The Department of Corrections is providing employment training initiatives to Paremoremo inmates to help them secure jobs after they're released. But of the 680 inmates at the prison, just 2% of them will move into employment.
One inmate told Te Kāea he's acquired painting skills under the Department of Corrections employment training scheme.
Inmate 1 (who Te Kāea will name Tama) says, “It's just slowly getting better and better I don't know how to explain it its just needing more time being more patient, focussing on details and that.

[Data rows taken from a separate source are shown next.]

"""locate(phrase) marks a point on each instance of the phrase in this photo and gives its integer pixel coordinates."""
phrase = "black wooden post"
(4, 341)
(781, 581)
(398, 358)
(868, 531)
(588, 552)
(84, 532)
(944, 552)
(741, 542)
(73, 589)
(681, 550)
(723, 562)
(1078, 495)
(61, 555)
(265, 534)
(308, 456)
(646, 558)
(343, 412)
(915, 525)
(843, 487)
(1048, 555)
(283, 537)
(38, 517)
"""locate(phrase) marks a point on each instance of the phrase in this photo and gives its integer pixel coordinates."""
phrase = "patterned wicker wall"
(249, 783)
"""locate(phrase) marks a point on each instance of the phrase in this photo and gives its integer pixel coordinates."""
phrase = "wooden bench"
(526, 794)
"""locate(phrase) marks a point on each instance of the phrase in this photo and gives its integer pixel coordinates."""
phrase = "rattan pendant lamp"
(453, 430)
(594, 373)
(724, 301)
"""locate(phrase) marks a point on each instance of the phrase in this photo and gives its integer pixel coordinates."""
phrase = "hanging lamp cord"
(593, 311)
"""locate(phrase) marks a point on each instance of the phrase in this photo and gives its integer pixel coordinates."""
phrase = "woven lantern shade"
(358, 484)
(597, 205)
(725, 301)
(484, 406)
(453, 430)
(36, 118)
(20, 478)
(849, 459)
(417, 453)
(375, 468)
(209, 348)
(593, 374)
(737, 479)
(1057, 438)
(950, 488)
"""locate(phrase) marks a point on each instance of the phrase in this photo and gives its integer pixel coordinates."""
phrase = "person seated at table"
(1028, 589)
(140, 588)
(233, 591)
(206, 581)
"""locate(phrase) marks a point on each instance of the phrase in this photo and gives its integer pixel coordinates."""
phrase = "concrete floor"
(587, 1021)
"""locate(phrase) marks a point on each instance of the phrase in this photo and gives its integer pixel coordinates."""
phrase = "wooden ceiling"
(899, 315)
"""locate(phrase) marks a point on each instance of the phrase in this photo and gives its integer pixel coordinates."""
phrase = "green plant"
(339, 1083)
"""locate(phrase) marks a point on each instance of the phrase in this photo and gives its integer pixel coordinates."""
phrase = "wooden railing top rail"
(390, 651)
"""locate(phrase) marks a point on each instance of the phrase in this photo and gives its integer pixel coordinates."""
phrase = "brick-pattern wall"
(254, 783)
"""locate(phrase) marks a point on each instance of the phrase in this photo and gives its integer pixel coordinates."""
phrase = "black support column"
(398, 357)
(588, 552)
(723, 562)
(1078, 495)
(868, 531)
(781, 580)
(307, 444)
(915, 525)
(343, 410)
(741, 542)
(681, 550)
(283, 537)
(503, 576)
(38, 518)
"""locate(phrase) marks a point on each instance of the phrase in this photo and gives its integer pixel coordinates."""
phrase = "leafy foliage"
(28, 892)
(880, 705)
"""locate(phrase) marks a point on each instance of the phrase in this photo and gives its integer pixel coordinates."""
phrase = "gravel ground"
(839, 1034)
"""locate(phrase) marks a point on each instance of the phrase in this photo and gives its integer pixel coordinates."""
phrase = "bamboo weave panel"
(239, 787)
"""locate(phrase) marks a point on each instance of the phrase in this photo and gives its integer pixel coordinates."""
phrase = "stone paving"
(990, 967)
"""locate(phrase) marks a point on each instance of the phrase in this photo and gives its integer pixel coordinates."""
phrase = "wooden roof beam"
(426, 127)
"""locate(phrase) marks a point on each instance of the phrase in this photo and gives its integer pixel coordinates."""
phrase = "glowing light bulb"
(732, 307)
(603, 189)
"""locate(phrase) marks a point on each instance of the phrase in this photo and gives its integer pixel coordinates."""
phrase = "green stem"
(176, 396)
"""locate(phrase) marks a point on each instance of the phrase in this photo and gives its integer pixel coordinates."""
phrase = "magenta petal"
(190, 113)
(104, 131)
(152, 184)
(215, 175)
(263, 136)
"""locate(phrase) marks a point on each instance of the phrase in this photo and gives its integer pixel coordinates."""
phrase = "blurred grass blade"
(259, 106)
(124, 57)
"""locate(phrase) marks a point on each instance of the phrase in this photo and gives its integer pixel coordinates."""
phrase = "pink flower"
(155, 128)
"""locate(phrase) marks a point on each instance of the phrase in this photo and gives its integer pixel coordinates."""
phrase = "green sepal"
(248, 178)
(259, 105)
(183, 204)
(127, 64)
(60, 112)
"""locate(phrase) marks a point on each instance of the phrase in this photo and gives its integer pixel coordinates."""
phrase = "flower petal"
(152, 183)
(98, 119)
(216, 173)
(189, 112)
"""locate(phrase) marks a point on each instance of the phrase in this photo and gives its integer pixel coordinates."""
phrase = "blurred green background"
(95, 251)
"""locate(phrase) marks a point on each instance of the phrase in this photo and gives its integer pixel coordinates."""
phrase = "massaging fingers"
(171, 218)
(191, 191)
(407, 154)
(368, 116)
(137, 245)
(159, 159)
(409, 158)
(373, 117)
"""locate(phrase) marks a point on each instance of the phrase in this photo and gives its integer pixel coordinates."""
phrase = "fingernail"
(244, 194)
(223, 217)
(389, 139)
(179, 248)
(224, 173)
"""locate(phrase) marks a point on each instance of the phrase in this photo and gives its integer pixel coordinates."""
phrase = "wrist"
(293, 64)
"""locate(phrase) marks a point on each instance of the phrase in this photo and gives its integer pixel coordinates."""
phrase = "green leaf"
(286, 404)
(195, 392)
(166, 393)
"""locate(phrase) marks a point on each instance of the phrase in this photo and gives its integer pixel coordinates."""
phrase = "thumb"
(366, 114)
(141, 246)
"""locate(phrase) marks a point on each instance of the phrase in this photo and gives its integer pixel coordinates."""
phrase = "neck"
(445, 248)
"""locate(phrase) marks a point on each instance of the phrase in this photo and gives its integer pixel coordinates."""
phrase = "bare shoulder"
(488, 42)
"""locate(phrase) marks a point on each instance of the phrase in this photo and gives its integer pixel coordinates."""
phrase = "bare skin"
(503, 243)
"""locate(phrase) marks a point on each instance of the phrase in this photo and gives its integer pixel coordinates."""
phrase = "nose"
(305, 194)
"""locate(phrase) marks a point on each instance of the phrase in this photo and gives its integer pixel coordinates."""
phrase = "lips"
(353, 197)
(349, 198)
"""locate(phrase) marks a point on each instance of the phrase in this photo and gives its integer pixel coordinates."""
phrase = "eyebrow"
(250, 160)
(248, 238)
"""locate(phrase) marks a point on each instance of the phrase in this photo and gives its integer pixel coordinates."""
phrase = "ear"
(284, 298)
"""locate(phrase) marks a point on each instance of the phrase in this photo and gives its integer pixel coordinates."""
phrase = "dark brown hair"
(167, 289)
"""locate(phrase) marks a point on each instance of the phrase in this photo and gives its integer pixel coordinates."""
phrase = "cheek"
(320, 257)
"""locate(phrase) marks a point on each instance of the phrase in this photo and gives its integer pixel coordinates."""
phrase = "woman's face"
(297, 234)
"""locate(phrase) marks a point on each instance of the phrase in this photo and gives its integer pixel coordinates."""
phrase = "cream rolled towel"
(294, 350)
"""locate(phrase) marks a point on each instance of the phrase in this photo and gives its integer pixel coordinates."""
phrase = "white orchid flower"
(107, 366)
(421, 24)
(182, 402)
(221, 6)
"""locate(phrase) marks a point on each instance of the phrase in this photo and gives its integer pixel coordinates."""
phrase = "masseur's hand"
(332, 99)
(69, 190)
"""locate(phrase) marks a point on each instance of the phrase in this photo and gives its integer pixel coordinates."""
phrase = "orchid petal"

The 18 prisons around New Zealand house over 8000 prisoners and over 59% of them participate in employment training.
Inmate 2 (who Te Kāea will name Hori) says, “I'm trying to learn some skills to you know get my own business out there on the outside, own my own business.”
Here at Auckland prison, around 90% of prisoners are in various trade training programmes. But only 2% will secure full-time employment.
Northern Regional Commissioner for Corrections Jeanette Burns says, “Upon release they're small numbers at the moment, around probably 2 percent at the moment.”
The Department of Corrections has given representatives from the Auckland business community the opportunity to learn how prisoners are prepared for employment after their release. But securing jobs for some offenders will be difficult.
RMTS Operations Manager Brenda Frederick says, “If we're going for drivers, anyone that’s got a serious criminal record for child abuse or anything like that because they have to go through a police vetting so of course that comes up against them, serious fraud is another major one.”
Frederick says her company is still open to employing inmates. Meanwhile, Corrections is encouraging new employers to provide jobs for prisoners.